A pictorial representation of the canonical query optimization framework is shown in Figure 5. The input is the declarative SQL query and the output is the optimal (i.e. cheapest/fastest) execution plan. The core processing is implemented by the dynamic programming-based search algorithm, which leverages the fact that the globally optimal plan can be incrementally built up using the locally optimal solution for each operator. Further, there are two essential models that serve as inputs to this process, namely, the cardinality estimation model and the cost estimation model, which are described below.
2.1 Cardinality Estimation Model
The cardinality model estimates the volume of data, measured in number of database rows, that flows from one operator to the next in the plan tree. As shown in Figure 5, this volume is a function of the data distributions within the relational columns, and the data correlations across the columns. The individual column distributions are usually approximated, in a piece-wise manner, using histogram-based summaries.
Typically, a host of cardinalities have to be estimated while constructing efficient execution plans for declarative decision-support queries. For instance, consider the example query shown in Figure 4 for enumerating orders of cheap parts (costing less than Rs. 1000) from a manufacturing database – here, the optimizer has to estimate the cardinalities of the three bold-faced constraints:
a filter predicate (p_retailprice < 1000) and two join predicates (part ⋈ lineitem, orders ⋈ lineitem). Unfortunately, in practice, these estimates are often significantly in error with respect to the actual values subsequently encountered during query execution. Such errors, which can even be in orders of magnitude in real database environments   , arise due to a variety of well-documented reasons   , including outdated statistics, coarse summaries, attributevalue independence assumptions, complex user-defined predicates, and error propagation in the query plan tree . Moreover, in industrial environments such as ETL (Extract, Transform, Load) workflows, the statistics may actually be unavailable due to data source constraints, forcing the optimizer to resort to “magic numbers” for the cardinality values (e.g. 0.1R for equality selections on columns of a relation with R rows  ).
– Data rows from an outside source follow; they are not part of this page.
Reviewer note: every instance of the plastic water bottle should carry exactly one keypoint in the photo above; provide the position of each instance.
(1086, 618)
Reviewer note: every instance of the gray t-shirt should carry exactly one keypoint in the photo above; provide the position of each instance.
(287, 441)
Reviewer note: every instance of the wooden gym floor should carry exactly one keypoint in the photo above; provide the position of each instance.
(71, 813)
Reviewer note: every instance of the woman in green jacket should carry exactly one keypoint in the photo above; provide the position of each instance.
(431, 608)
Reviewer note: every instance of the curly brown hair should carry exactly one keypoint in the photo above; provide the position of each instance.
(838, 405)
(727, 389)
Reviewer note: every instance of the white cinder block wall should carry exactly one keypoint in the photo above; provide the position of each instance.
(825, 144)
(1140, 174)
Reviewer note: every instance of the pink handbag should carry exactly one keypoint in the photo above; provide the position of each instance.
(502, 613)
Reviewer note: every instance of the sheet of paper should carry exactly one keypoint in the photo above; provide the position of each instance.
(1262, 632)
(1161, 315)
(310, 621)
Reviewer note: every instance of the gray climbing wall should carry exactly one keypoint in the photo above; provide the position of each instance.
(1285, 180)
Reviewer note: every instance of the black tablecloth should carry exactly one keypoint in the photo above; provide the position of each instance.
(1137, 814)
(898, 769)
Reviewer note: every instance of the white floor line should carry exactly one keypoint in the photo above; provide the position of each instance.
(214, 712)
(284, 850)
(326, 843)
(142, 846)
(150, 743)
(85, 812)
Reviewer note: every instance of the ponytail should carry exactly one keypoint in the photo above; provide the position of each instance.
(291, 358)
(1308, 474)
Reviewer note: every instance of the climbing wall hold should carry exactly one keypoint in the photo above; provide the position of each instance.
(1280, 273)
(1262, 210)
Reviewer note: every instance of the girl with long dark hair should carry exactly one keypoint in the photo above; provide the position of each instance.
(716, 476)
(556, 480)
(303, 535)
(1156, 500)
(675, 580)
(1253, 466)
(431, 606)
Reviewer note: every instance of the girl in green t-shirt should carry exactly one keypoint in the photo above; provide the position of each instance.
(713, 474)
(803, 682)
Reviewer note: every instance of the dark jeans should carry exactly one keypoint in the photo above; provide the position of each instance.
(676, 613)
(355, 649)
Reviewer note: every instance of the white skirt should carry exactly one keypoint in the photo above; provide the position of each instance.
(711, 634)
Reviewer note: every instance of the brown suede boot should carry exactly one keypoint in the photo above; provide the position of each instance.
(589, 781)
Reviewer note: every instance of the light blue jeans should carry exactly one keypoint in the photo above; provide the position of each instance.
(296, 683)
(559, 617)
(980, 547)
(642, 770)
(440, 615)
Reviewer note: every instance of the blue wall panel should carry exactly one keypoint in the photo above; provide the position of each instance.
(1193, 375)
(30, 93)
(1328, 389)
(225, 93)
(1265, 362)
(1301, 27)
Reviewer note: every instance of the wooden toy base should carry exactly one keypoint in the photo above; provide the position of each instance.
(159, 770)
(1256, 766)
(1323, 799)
The net outcome of these erroneous estimates is that the execution plans recommended by the query optimizer may turn out to be very poor choices at run-time, resulting in grossly inflated query response times.
A considerable body of literature exists on proposals to tackle this classical problem. For instance, techniques for improving the statistical quality of the associated meta-data include improved summary structures   , feedback-based adjustments  , and on-the-fly reoptimization of queries   . A complementary approach is to identify robust plans that are relatively less sensitive to estimation errors     . While all these prior techniques provide novel and innovative formulations, a common limitation is their inability to furnish performance guarantees. That is, we can only hope for good performance, but cannot provide provable bounds in this regard.
2.2 Cost Estimation Model
We now turn our attention to the cost estimation model, which is responsible for estimating the time taken for processing the data at each operator in the plan. As shown in Figure 5, its estimates, which are usually computed on a normalized per-row basis, are dependent on the underlying computing platform and the software implementation of the database engine. The overall cost of each operator is the product of the estimated row cardinalities (as obtained from the cardinality model) and the per-row cost estimates.
Just as in the cardinality model, the cost model can also be subject to errors that adversely impact robustness. These errors arise out of difficulties in predicting runtime resource availability, modeling complex interactions among database and platform components, catering to heterogeneity in the hardware, etc. Again, similar to the cardinality model, the cost model also has been the subject of several studies in the prior literature, and has seen renewed interest in the last decade. For instance, the effectiveness of machine learning techniques to predict query execution time, by using both plan-level and operator-level models, was demonstrated in  . Their features included optimizer cost estimates, query parameters and the actual runtime statistics. In marked contrast, another research group showed in  as to how the existing statistical models themselves, with some degree of augmentation and proper tuning, could produce satisfactory estimates of query execution times with much less computational effort. In their approach, an initial offline profiling phase was used to to establish the unit temporal costs for utilizing various system resources. Subsequently, online sampling was employed to estimate the number of usages for a given query. In a series of follow-up papers   , stronger statistical models were incorporated in their algorithmic suite to maintain the prediction quality in the presence of uncertainty and concurrency.